Fakta itu (fakta-1) menunjukkan bahwa konsep “pengarusutamaan kebudayaan melalui pendidikan” sesungguhnya belum matang. Keberadaannya kalah penting dari konsep “pemajuan kebudayaan”, yakni “upaya meningkatkan ketahanan budaya dan kontribusi budaya Indonesia di tengah peradaban dunia melalui Pelindungan, Pengembangan, Pemanfaatan, dan Pembinaan Kebudayaan (Pasal 1 angka 3).

Pengertian kebudayaan sendiri terdapat pada Pasal 1 angka 1: “Kebudayaan adalah segala sesuatu yang berkaitan dengan cipta, rasa, karsa, dan hasil karya masyarakat”. Objek pemajuan kebudayaan ada 10 (Pasal 5), yakni: tradisi lisan; manuskrip; adat istiadat; ritus; pengetahuan tradisional; teknologi tradisional; seni; bahasa; permainan rakyat; dan olahraga tradisional.

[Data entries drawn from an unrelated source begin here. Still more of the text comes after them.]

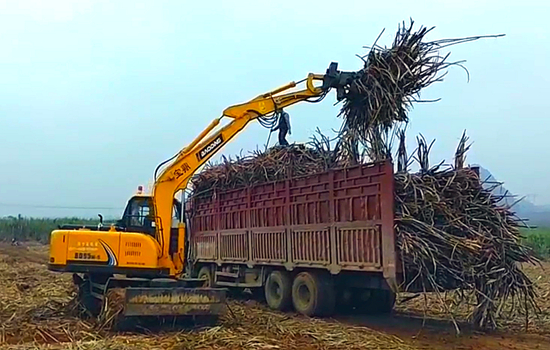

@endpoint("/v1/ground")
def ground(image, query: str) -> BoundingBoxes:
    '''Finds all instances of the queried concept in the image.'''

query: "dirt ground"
[0,243,548,350]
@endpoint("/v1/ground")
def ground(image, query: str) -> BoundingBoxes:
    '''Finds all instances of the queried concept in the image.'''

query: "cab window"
[123,197,155,236]
[172,199,182,227]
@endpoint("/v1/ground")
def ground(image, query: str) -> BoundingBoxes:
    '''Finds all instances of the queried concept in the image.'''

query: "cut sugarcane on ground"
[0,244,415,350]
[1,243,549,350]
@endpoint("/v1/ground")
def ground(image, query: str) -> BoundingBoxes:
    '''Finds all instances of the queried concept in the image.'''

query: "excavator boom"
[152,63,356,276]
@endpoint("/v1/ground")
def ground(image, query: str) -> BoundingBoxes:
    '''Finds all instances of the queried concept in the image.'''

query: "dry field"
[0,243,548,350]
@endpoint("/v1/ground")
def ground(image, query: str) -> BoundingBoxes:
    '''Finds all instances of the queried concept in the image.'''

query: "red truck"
[187,160,399,316]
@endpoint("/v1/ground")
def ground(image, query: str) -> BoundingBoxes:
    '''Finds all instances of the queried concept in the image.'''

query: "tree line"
[0,216,102,243]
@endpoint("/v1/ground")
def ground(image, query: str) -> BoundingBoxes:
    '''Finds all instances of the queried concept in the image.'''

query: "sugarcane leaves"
[414,134,433,173]
[397,129,408,173]
[394,155,539,330]
[455,130,472,169]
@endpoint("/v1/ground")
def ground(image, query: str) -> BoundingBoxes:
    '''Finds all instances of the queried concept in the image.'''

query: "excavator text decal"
[173,162,192,179]
[197,135,224,161]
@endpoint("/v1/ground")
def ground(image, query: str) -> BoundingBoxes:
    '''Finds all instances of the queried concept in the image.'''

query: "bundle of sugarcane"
[97,288,125,331]
[394,132,538,330]
[193,22,503,193]
[395,168,538,329]
[336,21,503,162]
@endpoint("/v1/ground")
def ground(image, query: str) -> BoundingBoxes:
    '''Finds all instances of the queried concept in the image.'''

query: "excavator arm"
[152,62,357,275]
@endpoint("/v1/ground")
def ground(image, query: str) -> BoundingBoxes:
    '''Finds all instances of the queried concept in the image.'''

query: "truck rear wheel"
[370,289,396,314]
[291,271,335,316]
[265,270,292,311]
[353,289,395,314]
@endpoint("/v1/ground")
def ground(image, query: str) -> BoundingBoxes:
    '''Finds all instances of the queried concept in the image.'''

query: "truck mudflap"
[121,287,227,317]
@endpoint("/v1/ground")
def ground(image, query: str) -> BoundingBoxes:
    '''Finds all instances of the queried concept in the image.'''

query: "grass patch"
[0,216,111,243]
[522,227,550,259]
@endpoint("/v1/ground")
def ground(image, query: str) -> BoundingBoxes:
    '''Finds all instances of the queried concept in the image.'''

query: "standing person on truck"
[272,109,291,146]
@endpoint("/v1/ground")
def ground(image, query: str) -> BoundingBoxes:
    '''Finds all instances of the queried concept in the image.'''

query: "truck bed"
[188,160,396,281]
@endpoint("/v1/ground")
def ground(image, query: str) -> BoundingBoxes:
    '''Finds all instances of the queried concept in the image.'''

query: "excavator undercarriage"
[73,273,226,328]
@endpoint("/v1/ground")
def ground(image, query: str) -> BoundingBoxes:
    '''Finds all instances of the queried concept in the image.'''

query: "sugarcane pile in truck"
[47,21,535,330]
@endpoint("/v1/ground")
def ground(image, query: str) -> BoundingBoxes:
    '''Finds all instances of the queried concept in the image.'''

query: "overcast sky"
[0,0,548,218]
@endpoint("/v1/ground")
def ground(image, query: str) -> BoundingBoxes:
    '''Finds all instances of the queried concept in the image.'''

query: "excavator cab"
[115,195,185,259]
[116,196,156,236]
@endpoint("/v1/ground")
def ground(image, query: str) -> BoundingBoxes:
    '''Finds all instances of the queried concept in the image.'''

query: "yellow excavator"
[47,62,357,323]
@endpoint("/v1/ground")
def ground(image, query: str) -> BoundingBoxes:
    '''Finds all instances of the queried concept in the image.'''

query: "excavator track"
[75,273,227,330]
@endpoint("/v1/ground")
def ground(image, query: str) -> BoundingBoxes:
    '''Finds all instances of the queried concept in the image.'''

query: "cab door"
[118,196,161,269]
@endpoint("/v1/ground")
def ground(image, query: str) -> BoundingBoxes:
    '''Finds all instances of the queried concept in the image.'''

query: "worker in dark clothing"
[272,109,291,146]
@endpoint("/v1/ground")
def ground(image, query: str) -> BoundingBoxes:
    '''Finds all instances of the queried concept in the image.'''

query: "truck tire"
[291,271,335,316]
[265,270,292,311]
[335,288,355,315]
[370,289,396,314]
[250,287,266,302]
[197,266,214,288]
[354,289,395,314]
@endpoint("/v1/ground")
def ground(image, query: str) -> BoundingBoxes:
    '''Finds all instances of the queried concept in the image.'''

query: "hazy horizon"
[1,0,549,218]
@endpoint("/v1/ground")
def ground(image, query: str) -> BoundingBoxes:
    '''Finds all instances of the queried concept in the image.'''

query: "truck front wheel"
[291,271,335,316]
[265,270,292,311]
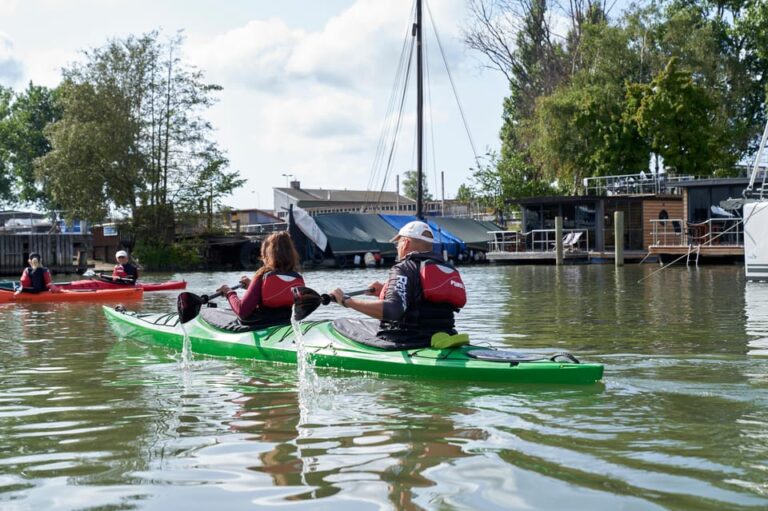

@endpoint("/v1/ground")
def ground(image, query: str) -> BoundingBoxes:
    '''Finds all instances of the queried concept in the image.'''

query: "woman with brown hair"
[216,231,305,327]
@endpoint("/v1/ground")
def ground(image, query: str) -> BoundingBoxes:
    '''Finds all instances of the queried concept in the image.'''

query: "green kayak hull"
[102,306,604,384]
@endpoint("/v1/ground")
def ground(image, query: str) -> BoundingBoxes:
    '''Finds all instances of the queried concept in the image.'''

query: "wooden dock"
[0,233,91,276]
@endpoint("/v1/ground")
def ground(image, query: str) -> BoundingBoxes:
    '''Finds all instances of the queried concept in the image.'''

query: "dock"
[0,233,91,275]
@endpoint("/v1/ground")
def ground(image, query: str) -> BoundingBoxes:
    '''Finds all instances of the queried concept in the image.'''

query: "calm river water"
[1,264,767,510]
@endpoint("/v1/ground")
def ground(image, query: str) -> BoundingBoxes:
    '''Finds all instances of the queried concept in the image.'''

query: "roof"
[276,187,415,205]
[513,195,678,206]
[670,177,751,188]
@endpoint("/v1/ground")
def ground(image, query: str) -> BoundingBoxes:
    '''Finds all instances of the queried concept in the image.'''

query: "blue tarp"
[378,214,466,257]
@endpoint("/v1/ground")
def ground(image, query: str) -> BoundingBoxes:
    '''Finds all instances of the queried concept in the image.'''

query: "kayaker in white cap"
[112,250,139,283]
[328,220,467,345]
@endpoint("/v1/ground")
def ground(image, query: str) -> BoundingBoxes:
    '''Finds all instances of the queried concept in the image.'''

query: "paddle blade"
[292,286,327,321]
[177,292,205,324]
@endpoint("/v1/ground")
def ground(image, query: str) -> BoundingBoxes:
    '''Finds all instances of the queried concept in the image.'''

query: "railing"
[488,229,589,253]
[650,218,743,247]
[233,222,288,235]
[584,173,696,196]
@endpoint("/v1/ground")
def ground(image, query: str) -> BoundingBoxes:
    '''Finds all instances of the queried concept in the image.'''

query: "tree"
[0,83,61,208]
[455,183,475,202]
[401,170,433,201]
[0,86,14,204]
[36,31,243,230]
[626,58,727,176]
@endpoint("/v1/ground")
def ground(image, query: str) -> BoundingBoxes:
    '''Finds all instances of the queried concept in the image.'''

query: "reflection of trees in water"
[229,377,488,509]
[497,265,750,354]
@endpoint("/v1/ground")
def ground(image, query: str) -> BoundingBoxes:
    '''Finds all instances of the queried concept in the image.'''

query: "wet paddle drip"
[180,322,193,369]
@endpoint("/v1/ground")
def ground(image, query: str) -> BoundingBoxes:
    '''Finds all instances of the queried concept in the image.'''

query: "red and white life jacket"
[378,259,466,309]
[261,271,305,308]
[419,260,466,309]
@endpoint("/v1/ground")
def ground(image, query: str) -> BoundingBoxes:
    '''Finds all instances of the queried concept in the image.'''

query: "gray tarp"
[429,217,500,251]
[312,213,398,257]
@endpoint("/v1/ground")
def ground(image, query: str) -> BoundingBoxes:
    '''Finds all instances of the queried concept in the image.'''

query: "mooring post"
[555,216,563,266]
[615,211,624,267]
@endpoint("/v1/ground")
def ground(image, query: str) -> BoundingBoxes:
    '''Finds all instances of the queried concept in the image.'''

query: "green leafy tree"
[626,58,727,176]
[0,83,61,208]
[0,86,14,204]
[36,31,244,231]
[401,170,433,201]
[455,183,475,202]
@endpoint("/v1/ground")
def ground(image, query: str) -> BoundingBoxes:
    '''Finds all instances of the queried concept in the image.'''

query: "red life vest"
[378,260,466,309]
[261,271,305,308]
[419,260,466,309]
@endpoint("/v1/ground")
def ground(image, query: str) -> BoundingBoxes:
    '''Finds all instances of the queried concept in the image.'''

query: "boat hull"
[0,287,144,303]
[103,307,603,384]
[0,279,186,292]
[744,201,768,281]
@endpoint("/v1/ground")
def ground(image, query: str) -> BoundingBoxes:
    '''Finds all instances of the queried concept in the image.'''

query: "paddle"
[177,284,243,324]
[292,286,375,321]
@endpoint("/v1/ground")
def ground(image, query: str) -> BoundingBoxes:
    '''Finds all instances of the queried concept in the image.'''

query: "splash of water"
[179,320,193,370]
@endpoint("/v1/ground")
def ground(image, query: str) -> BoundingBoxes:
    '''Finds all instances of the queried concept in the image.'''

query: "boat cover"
[378,214,465,257]
[430,217,501,251]
[312,214,398,257]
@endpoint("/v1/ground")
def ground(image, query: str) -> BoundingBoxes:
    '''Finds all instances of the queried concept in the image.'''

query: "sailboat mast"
[415,0,424,219]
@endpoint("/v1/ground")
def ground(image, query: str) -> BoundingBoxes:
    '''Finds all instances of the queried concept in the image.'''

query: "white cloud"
[0,31,23,84]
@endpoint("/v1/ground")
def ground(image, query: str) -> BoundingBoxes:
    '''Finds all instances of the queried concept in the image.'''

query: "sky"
[0,0,512,212]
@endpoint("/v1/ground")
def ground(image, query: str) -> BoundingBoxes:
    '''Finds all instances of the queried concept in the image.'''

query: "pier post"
[614,211,624,267]
[555,216,563,266]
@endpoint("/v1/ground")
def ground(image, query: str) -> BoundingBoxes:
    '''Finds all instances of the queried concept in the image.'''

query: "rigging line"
[375,38,416,207]
[423,19,440,206]
[426,0,481,169]
[365,14,412,206]
[365,19,414,209]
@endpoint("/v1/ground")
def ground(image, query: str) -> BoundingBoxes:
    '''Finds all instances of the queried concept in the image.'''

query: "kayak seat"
[333,318,431,350]
[199,308,289,333]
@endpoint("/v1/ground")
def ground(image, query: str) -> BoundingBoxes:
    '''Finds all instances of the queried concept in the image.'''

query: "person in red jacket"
[328,220,466,345]
[216,231,305,327]
[112,250,139,283]
[15,252,59,294]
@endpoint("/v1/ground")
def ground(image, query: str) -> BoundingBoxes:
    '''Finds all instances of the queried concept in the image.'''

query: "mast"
[415,0,424,219]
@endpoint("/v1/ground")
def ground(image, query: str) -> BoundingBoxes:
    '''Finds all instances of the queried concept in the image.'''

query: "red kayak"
[0,287,143,303]
[62,279,187,292]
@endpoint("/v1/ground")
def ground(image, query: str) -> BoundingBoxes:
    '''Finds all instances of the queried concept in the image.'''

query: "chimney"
[290,180,301,190]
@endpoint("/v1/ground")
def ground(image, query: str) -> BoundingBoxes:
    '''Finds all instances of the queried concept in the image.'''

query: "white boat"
[744,116,768,281]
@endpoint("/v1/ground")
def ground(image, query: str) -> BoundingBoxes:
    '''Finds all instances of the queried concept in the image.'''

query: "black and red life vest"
[20,267,50,293]
[260,271,305,308]
[378,259,466,309]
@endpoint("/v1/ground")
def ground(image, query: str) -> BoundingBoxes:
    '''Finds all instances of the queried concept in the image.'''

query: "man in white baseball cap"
[110,249,139,284]
[328,219,467,347]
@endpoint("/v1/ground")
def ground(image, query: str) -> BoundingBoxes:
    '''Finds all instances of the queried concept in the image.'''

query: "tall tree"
[401,170,433,201]
[0,83,61,208]
[36,31,243,230]
[627,58,725,176]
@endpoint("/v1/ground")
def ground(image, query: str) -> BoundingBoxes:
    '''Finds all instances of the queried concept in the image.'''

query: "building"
[273,180,416,219]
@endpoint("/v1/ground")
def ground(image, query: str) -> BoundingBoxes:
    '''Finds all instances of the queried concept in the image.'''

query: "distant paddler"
[328,220,467,346]
[14,252,60,295]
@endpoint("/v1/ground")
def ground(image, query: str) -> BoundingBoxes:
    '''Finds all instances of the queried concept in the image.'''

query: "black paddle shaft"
[292,286,375,321]
[177,283,243,324]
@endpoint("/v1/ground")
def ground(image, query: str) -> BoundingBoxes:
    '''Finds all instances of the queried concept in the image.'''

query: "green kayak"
[102,306,604,384]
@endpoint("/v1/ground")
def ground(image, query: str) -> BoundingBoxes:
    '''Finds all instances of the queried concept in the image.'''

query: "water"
[1,264,767,510]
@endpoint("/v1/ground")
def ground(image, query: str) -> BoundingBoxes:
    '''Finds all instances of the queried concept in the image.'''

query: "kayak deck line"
[103,306,604,384]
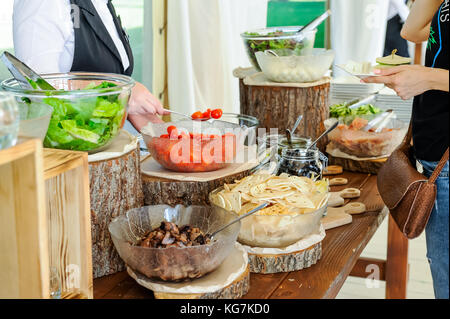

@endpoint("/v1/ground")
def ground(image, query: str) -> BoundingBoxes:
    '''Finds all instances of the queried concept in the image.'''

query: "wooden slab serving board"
[322,202,367,230]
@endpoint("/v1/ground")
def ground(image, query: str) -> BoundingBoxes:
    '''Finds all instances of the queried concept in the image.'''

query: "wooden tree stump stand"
[327,154,387,175]
[247,242,322,274]
[89,131,144,278]
[141,165,253,207]
[235,68,331,151]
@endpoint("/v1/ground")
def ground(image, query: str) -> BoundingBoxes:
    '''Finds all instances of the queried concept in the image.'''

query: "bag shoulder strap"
[429,148,449,184]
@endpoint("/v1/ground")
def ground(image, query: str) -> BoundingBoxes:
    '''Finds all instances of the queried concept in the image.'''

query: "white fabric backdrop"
[167,0,268,115]
[330,0,389,77]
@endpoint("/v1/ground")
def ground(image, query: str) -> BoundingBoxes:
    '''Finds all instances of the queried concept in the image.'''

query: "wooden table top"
[93,171,387,299]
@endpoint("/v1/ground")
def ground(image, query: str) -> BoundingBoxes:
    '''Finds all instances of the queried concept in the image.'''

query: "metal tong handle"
[298,9,331,35]
[348,94,377,110]
[1,51,55,90]
[362,109,394,132]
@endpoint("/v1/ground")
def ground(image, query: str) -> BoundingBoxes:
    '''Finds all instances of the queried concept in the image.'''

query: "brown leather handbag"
[377,122,449,239]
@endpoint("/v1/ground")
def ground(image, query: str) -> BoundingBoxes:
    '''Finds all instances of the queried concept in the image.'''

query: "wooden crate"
[43,148,93,299]
[0,139,50,299]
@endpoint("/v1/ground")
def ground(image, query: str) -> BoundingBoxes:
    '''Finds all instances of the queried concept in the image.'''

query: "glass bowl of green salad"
[1,72,135,153]
[241,26,317,71]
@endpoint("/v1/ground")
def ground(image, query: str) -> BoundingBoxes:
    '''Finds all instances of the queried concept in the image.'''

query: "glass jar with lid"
[258,133,312,163]
[277,147,325,179]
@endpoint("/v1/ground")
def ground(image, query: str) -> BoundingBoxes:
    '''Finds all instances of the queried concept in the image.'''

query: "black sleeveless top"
[69,0,134,76]
[412,1,449,161]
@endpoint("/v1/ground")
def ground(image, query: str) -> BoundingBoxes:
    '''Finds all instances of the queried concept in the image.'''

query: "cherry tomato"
[191,111,204,120]
[178,131,189,139]
[167,125,178,136]
[202,108,212,119]
[211,109,223,119]
[160,134,170,139]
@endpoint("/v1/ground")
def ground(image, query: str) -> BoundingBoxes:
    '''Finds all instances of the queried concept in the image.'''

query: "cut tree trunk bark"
[247,242,322,274]
[89,145,144,279]
[327,154,387,174]
[142,170,252,207]
[239,77,331,151]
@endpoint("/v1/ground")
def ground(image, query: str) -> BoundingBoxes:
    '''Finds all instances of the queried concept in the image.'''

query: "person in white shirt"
[13,0,167,131]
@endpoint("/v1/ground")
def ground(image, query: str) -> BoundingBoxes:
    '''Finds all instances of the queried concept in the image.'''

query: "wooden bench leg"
[385,214,409,299]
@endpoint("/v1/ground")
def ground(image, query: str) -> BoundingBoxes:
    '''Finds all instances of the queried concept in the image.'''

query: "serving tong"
[265,9,331,58]
[296,10,332,39]
[362,109,394,132]
[0,51,56,90]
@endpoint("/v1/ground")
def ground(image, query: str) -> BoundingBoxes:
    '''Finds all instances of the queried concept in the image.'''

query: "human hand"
[127,82,169,131]
[362,65,434,100]
[128,82,170,116]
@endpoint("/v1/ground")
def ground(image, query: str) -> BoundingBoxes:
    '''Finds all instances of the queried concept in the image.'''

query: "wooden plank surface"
[0,139,50,299]
[43,148,93,299]
[43,148,87,180]
[93,172,386,299]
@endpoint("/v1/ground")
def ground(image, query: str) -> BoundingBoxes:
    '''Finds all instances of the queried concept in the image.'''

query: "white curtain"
[167,0,268,115]
[330,0,389,77]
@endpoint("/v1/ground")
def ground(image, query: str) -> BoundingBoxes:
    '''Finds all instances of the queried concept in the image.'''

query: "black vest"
[69,0,134,76]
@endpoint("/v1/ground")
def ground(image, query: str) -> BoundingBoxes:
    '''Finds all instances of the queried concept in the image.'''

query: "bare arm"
[362,65,449,100]
[401,0,443,43]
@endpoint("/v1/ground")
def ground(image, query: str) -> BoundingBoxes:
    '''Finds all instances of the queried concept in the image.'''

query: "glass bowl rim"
[258,48,335,59]
[241,26,318,40]
[220,113,260,128]
[140,118,249,136]
[108,205,241,252]
[1,72,136,98]
[209,187,328,217]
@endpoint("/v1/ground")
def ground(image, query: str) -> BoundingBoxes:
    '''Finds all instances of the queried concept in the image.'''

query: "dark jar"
[277,147,325,179]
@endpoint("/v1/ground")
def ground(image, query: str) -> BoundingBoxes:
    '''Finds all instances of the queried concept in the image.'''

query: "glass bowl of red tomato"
[141,119,249,173]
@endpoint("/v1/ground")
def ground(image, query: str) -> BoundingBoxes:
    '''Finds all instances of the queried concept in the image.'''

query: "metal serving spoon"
[306,121,339,151]
[163,108,192,120]
[210,203,269,240]
[286,115,304,147]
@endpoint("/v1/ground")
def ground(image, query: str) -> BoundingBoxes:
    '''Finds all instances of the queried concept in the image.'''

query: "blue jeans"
[419,159,449,299]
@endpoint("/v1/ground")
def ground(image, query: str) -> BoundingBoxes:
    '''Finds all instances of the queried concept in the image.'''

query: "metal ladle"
[210,203,269,240]
[286,115,304,147]
[306,121,339,151]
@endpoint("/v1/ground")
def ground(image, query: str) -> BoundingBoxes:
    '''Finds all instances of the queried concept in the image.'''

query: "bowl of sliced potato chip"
[209,173,329,248]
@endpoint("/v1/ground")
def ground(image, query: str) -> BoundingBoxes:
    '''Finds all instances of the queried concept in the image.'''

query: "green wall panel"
[267,1,327,48]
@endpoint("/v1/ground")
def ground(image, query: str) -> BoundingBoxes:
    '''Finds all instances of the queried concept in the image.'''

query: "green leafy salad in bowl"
[241,26,317,71]
[2,73,135,153]
[330,102,382,123]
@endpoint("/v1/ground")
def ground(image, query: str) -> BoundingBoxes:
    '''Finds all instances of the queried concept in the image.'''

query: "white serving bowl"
[256,48,335,83]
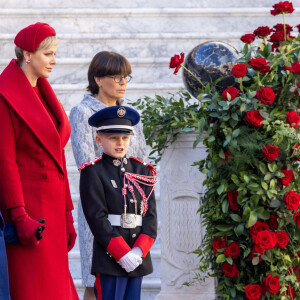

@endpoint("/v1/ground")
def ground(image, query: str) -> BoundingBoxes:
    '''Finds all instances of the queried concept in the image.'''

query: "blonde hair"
[15,35,59,64]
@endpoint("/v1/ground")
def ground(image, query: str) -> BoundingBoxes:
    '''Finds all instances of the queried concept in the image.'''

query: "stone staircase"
[1,1,300,299]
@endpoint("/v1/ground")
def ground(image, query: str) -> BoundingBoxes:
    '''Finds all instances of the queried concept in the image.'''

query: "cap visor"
[99,129,133,135]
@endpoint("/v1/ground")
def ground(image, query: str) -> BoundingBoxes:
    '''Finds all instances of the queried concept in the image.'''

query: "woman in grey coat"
[69,51,147,300]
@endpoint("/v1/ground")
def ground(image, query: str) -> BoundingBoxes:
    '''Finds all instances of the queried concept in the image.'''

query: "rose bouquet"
[167,1,300,299]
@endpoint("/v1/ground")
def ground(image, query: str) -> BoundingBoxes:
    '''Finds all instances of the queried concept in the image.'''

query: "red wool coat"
[0,59,78,300]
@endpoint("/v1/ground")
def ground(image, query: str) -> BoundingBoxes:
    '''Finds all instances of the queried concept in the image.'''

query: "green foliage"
[132,8,300,300]
[131,90,208,163]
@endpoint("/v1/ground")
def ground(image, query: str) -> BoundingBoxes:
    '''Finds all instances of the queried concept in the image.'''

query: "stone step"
[1,7,298,34]
[2,0,299,8]
[0,57,179,84]
[0,31,244,59]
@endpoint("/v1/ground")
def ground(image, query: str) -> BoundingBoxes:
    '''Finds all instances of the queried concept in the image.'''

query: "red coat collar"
[0,59,70,170]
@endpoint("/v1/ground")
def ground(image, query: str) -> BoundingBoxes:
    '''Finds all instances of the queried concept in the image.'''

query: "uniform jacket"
[0,212,10,300]
[69,94,147,286]
[80,153,157,277]
[0,59,78,300]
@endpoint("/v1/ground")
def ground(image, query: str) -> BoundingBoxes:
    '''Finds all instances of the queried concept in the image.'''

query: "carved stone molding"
[156,134,215,300]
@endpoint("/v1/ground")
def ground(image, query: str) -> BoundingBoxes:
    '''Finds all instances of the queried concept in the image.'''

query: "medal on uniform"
[111,180,118,188]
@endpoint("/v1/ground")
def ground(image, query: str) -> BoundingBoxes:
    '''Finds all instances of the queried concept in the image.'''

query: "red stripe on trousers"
[95,273,102,300]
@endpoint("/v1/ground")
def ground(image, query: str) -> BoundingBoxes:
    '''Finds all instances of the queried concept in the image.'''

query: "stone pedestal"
[155,134,215,300]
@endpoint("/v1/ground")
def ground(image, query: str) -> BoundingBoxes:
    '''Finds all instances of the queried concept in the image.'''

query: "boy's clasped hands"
[118,247,143,272]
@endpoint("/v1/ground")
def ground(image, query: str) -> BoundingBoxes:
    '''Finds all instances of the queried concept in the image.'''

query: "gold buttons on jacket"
[132,234,137,238]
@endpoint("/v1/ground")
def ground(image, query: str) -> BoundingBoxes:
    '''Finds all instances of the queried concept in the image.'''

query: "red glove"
[9,206,45,246]
[66,210,77,252]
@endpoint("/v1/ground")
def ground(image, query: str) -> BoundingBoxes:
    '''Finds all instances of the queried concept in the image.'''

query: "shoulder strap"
[78,156,102,171]
[129,156,157,176]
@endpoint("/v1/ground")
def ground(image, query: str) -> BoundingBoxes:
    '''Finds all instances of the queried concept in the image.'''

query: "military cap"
[88,106,140,134]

Pada konsideran dinayatakan bahwa kebudayaan diorientasikan sebagai (a) investasi untuk membangun masa depan dan peradaban bangsa, (b) keberagaman Kebudayaan daerah merupakan kekayaan dan identitas bangsa, dan (c) diperlukan langkah strategis berupa upaya Pemajuan Kebudayaan melalui Pelindungan, Pengembangan, Pemanfaatan, dan Pembinaan guna mewujudkan masyarakat Indonesia yang berdaulat secara politik, berdikari secara ekonomi, dan berkepribadian dalam Kebudayaan.

Fakta-2 menempatkan kebudayaan sebagai (1) hal-hal yang bersifat material, artifisial, dan ornamental. Hal-hal yang substansial bahkan esensial dari kebudayaan tidak tersentuh, dan kebudayaan cenderung ditempatkan sebagai ornamen kehidupan. Padahal, dalam penghayatan saya, kebudayaan itu adalah keseluruhan sistem kehidupan yang merepresentasi pada empat wujud, yakni sistem nilai, sistem ide/ gagasan/ norma; sistem perilaku, dan baru hasil karya cipta rasa karsa (benda fisikal kebudayaan). (2) Terdapat pemisahan antara politik, ekonomi, dan kebudayaan padahal politik dan ekonomi adalah unsur-unsur kebudayaan di samping Bahasa, kesenian, pengetahuan, pendidikan, teknologi, religi, dan social.

Fakta-3 tujuan pengarusutamaan Kebudayaan melalui pendidikan adalah untuk mencapai tujuan Pemajuan Kebudayaan (yakni meningkatkan ketahanan budaya dan kontribusi budaya), bukan untuk pembangunan, kemanusiaan, kemasyarakatan, atau kebangsaan. Artinya, “jeruk untuk jeruk” bukan “jeruk untuk kesehatan”.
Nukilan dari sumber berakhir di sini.